Berlin Hears No Dissenters To Alcohol Plan

BERLIN — The town’s decision to expand the area where people can sell and drink alcohol during town events met with no opposition Monday.

“The purpose is to make this much more practical in its enforcement,” said Mayor Gee Williams of the change to existing town code.

A public hearing to discuss the amendment brought no criticism, only questions.

Local business owner Gail Lewis of M.R. Ducks and the Water’s Edge Gallery asked for clarification on who would be able to sell alcohol under the new ordinance.

“It is the same as it is now,” Williams said. “Nothing changes.”

Williams explained that only two kinds of groups could sell alcohol under the proposed code change — businesses with liquor licenses in town and non-profit groups with the same type of license.

“So far, the Chamber of Commerce is the only organization that has done that,” said Williams.
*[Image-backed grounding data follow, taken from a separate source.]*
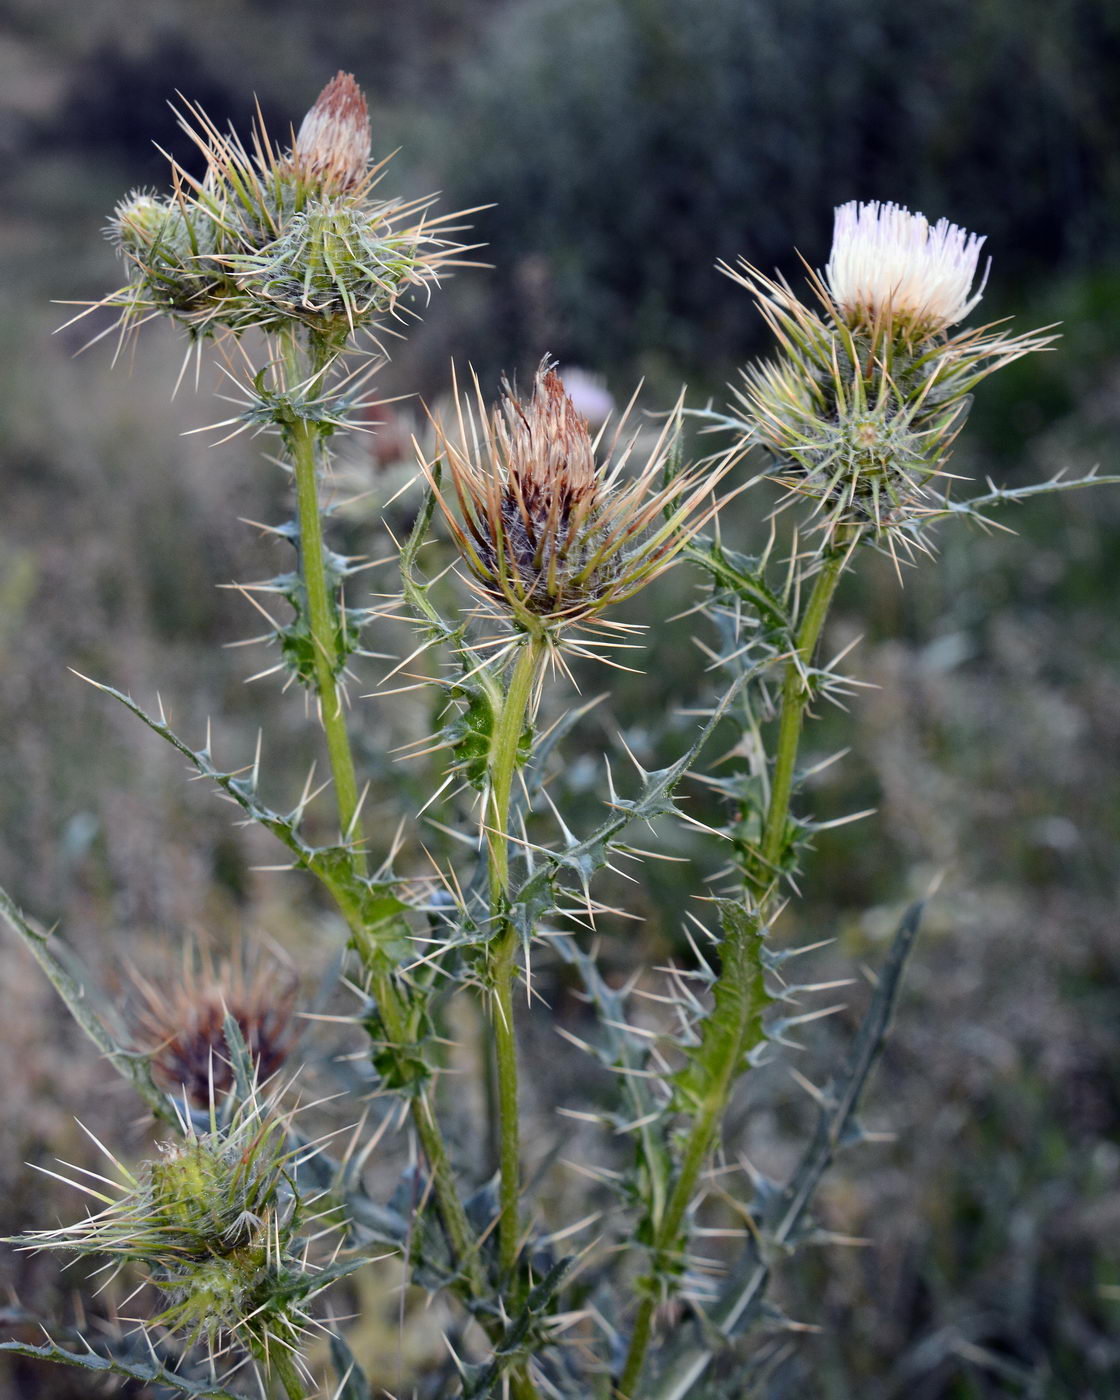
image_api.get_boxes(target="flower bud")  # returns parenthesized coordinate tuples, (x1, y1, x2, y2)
(292, 71, 371, 194)
(16, 1095, 328, 1371)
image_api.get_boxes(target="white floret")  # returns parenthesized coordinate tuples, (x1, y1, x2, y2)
(826, 200, 988, 329)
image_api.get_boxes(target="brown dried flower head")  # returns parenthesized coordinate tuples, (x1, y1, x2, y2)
(291, 71, 372, 194)
(131, 944, 298, 1106)
(425, 357, 731, 641)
The mayor went on to say that no one in town should be worried about alcohol sales on the street becoming a rule, rather than an exception. There will only be a limited number of events, according to Williams, that will be suitable for public alcohol sales.

Octoberfest and New Year’s Eve were the two celebrations he cited, though Economic and Community Development Director Michael Day has previously mentioned the possibility of adding events like the Jazz and Blues Fest and Fiddlers Convention to the roster.
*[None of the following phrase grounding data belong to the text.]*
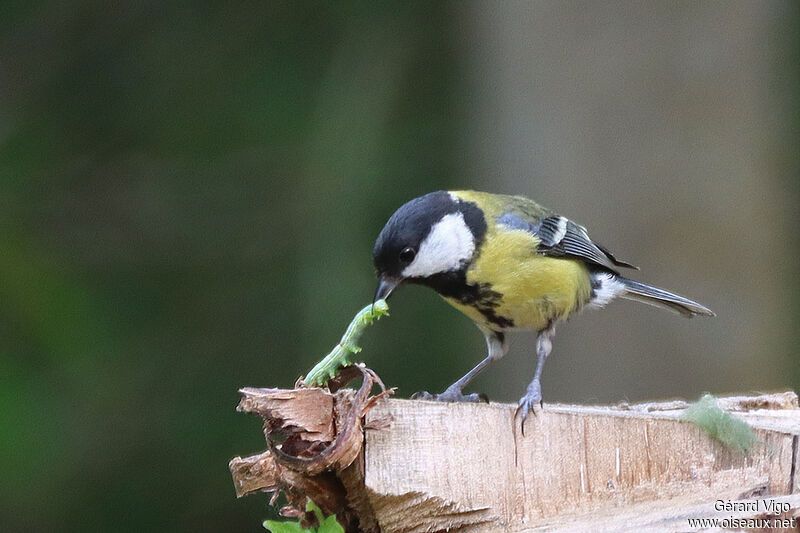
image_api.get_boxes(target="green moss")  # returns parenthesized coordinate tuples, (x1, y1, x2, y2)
(682, 394, 758, 452)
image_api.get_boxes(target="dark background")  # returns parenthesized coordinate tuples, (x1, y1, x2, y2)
(1, 2, 797, 531)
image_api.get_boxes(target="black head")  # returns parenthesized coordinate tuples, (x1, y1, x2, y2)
(372, 191, 486, 300)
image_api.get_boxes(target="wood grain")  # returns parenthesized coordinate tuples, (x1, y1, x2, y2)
(231, 390, 800, 532)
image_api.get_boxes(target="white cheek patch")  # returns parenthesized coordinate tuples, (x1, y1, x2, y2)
(587, 272, 626, 309)
(401, 212, 475, 278)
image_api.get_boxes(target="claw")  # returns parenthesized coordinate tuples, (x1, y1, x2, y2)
(516, 383, 543, 436)
(411, 388, 487, 403)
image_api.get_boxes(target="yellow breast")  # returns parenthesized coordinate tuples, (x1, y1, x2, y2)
(445, 226, 593, 332)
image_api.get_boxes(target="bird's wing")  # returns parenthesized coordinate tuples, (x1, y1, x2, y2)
(496, 212, 638, 271)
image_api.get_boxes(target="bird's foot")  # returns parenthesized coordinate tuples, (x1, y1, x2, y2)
(515, 380, 543, 433)
(411, 385, 487, 403)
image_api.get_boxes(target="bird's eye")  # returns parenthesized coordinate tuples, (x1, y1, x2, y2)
(399, 247, 416, 264)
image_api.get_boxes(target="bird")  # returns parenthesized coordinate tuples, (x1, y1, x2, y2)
(372, 190, 714, 422)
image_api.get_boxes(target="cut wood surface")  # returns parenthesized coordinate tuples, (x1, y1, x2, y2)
(230, 385, 800, 533)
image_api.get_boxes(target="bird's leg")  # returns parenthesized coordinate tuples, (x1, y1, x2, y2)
(413, 331, 506, 403)
(517, 325, 555, 423)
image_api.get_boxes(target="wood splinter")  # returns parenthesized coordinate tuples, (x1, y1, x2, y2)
(268, 365, 394, 475)
(229, 365, 393, 531)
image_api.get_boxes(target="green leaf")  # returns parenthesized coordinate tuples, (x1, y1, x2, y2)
(262, 520, 309, 533)
(317, 515, 345, 533)
(305, 498, 325, 526)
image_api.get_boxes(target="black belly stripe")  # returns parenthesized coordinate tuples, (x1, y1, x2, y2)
(477, 301, 514, 329)
(414, 270, 515, 329)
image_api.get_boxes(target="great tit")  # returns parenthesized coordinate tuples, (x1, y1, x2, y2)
(372, 190, 713, 420)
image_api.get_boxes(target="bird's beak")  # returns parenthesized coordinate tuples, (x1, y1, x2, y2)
(374, 276, 400, 304)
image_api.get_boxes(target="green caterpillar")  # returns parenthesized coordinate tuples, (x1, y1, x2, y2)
(302, 300, 389, 387)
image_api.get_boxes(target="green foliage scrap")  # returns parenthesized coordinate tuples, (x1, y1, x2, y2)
(263, 499, 344, 533)
(682, 394, 758, 452)
(302, 299, 389, 387)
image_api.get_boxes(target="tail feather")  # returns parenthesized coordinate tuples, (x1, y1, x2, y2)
(617, 277, 715, 318)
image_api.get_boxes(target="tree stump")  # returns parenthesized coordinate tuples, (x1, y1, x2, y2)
(230, 383, 799, 532)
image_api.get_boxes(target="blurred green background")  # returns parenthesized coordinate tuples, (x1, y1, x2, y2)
(1, 2, 797, 531)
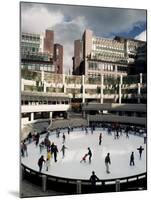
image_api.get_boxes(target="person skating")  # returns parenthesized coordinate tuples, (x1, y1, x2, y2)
(87, 147, 92, 163)
(22, 141, 28, 157)
(105, 153, 111, 173)
(35, 132, 40, 146)
(21, 142, 24, 157)
(61, 144, 68, 158)
(53, 145, 58, 162)
(99, 133, 102, 145)
(130, 152, 135, 166)
(38, 155, 45, 172)
(137, 146, 144, 159)
(45, 150, 51, 171)
(62, 133, 66, 143)
(39, 141, 45, 153)
(80, 153, 88, 163)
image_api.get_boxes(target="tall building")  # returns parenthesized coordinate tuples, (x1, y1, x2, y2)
(21, 30, 64, 74)
(21, 32, 55, 72)
(43, 29, 54, 57)
(73, 29, 146, 77)
(73, 40, 83, 75)
(54, 44, 63, 74)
Another safe guard emphasized by Williams was the fact that events that could allow alcohol sales need to be endorsed by the council.

“Every event has to be approved each time,” he told Gail Lewis.

Businessman Lloyd Lewis didn’t express any problems with the idea of town alcohol sales, but did worry about how open the language was in regard to what types of containers would be protected by the amendment. He suggested that glass containers be prohibited for safety reasons, advice the council agreed was sound. That clause was added to the ordinance unanimously.

Berlin Chamber President Elaine Brady spoke up in support of the proposal. This year’s Octoberfest, which was a first for the town, served as a test run for the chamber selling alcohol in a public area. While the beer garden offered during the event has been considered a huge success, Brady pointed out that the concept was not without flaws.

The main issue, she told the council, was how technicalities in the liquor license acquired for the beer garden conflicted with those present in the licenses of town businesses, notably the Atlantic Hotel. Because of license restrictions, festival-goers who decided they would rather have wine or a mixed drink from the hotel and those who stuck to the traditional beer garden found themselves on different sides of a border, where neither group was legally allowed to bring their drink to the other area.

“We were calling it the Berlin Wall,” joked Brady.

According to Williams, the divide was an unfortunate hiccup as Berlin continues to expand with new events and policies.

“It’s the irony of these growing pains,” he said.

Under the new code, there will be no arbitrary borders and people who purchase alcohol from the chamber will be able to drink it anywhere within the confines of an event. Williams called the proposal “updating to reality” and noted that Berlin would not be doing anything other towns haven’t done already. It will also allow the chamber to keep up with similar organizations in neighboring areas, according to Williams.

 “We’re trying to be competitive in all manner of things,” he said.
The council unanimously agreed to accept the proposal.